Earlier Funder alluded to a “mystery” in Julia’s behavior—perhaps this horrific rape was the thing Funder sensed in Julia’s past.
After the Wall fell, Julia explains, she attended a wedding. That night, she met a man in her building elevator. The man stopped the elevator, hit Julia in the head, and threatened to kill her if she called for help. After the rape, he ran out of the elevator. Julia was shaken, but she found the courage to go to the police the next day. The police were cold, and Julia sensed that they didn’t believe her. However, they later caught the man, a serial rapist. In trial, Julia testified against him, which made her feel “violated all over again.” Perhaps worst of all, the new German state pardoned many criminals who were arrested at the time, so it’s possible that her rapist was released.
Julia is raped just after the fall of the Berlin Wall, at a time when many people were feeling elated and excited for the future. Instead of sharing in the collective joy, Julia got a horrific, painful reminder that her life in the new German state wouldn’t necessarily be any better than what had come before. And, maddeningly, the formation of a new German state was in some ways bad news for Julia, since it may have led to her rapist’s release from jail.
After listening to Julia’s story, Funder calls up Klaus and gets drunk with him. She wakes up the next day with a hangover. In the afternoon she goes for a swim in the community pool, only to realize that people use it as a bath—and, in fact, swimming “isn’t allowed” today. Funder surveys the chaos in the pool, and realizes that it’s actually a kind of “orderly chaos,” with everyone obeying the rule against swimming. She thinks about order in other parts of German life—for example, “handicapped” people are often required to wear yellow armbands, something that initially shocked her. Fed up with “too many rules,” she leaves the pool.

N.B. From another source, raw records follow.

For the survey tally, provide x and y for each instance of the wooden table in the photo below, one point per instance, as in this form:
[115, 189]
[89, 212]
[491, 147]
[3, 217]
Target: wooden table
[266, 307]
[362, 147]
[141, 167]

Funder seems to find Julia’s story almost too painful to bear: it undercuts the usual heroic, transcendent narratives about the rise of a new German state that she’s heard. The chapter ends with the disturbing suggestion that, deep down, little has changed in Germany: the people have been conditioned to obey rules, and that isn’t going to change under the new state. Funder even implies that the legacy of the Holocaust is still present in German society—the “yellow armbands” allude to the classification marks that Jews and other “undesirables” had to wear under the Nazis.